La prevista retirada de Asia de tropas por parte de los Estados Unidos, que el Presidente George W. Bush anunció el 16 de agosto, no tiene por qué perjudicar a la paz y la estabilidad en esa región y, en particular, en Corea, pero una condición fundamental para un redespliegue sin problemas de las tropas de los EE.UU. es la de que este país celebre estrechas consultas con sus aliados, cosa que no ha hecho bien hasta ahora.

Para que esa retirada, ya inevitable, salga bien, se tienen que tener en cuenta en serio las opiniones de Corea del Sur y del Japón. En cambio, el anuncio -y después la ejecución- unilateral de la retirada puede perjudicar el propio objetivo al servicio del cual deben estar las restantes tropas estadounidenses en Asia: el de garantizar la disuasión, la estabilidad y la no proliferación en Corea y en Asia.
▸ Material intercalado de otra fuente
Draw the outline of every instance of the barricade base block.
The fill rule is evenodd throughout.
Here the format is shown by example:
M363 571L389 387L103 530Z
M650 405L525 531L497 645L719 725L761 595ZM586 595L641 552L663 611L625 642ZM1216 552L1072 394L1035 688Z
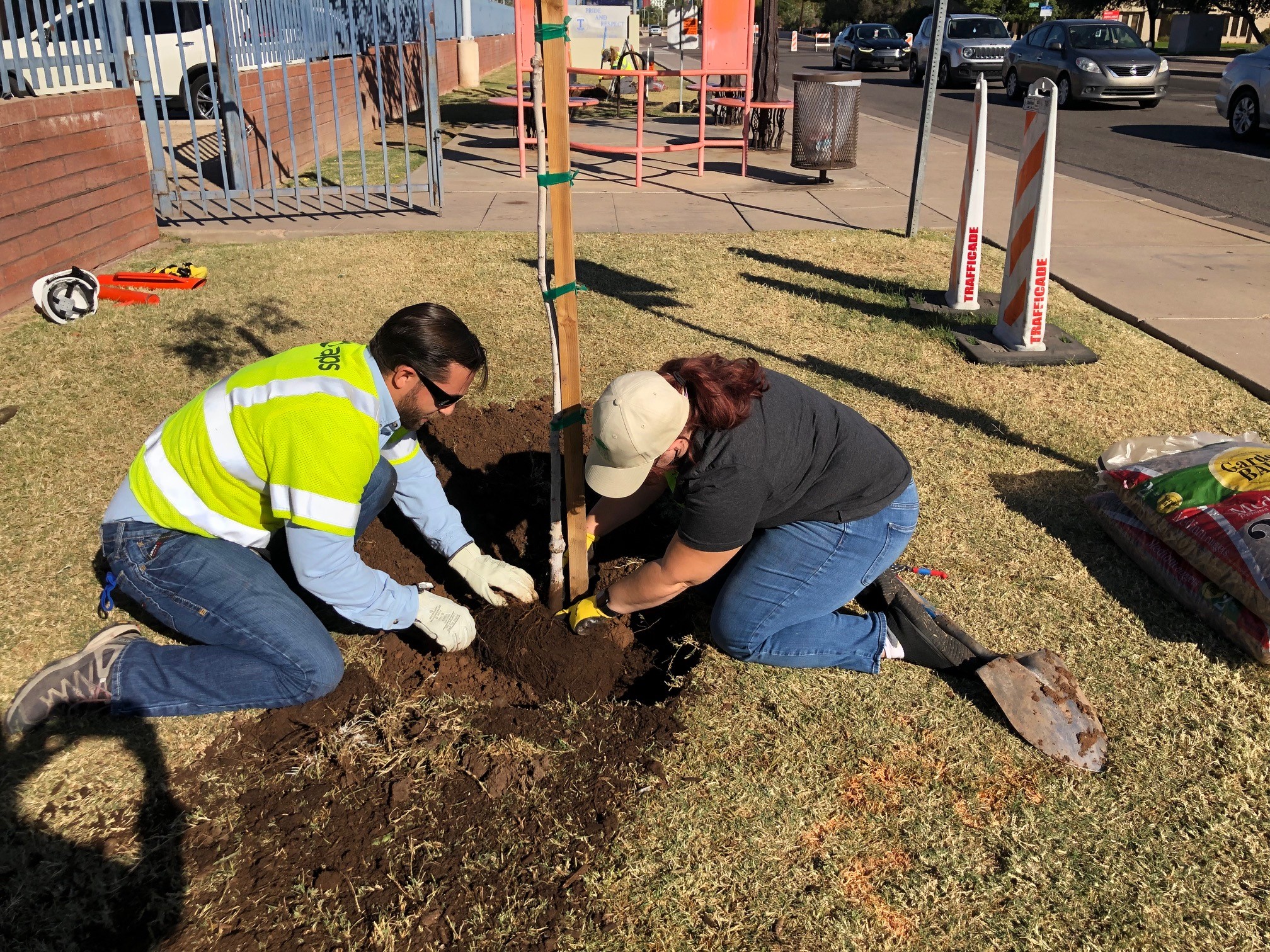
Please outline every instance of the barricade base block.
M965 311L952 311L965 314ZM993 325L954 327L952 339L974 363L999 363L1006 367L1050 367L1068 363L1095 363L1099 355L1057 324L1045 324L1044 350L1011 350L997 341Z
El plan de retirada está causando innumerables preocupaciones. En el Japón, existe la preocupación de que lo convierta en el puesto de mando en primera línea de los Estados Unidos en Asia, lo que posiblemente rebase el alcance de su tratado bilateral de seguridad con este país. Un resultado es el de que China se sienta nerviosa ante las consecuencias de cualquier ampliación de la alianza militar americanojaponesa.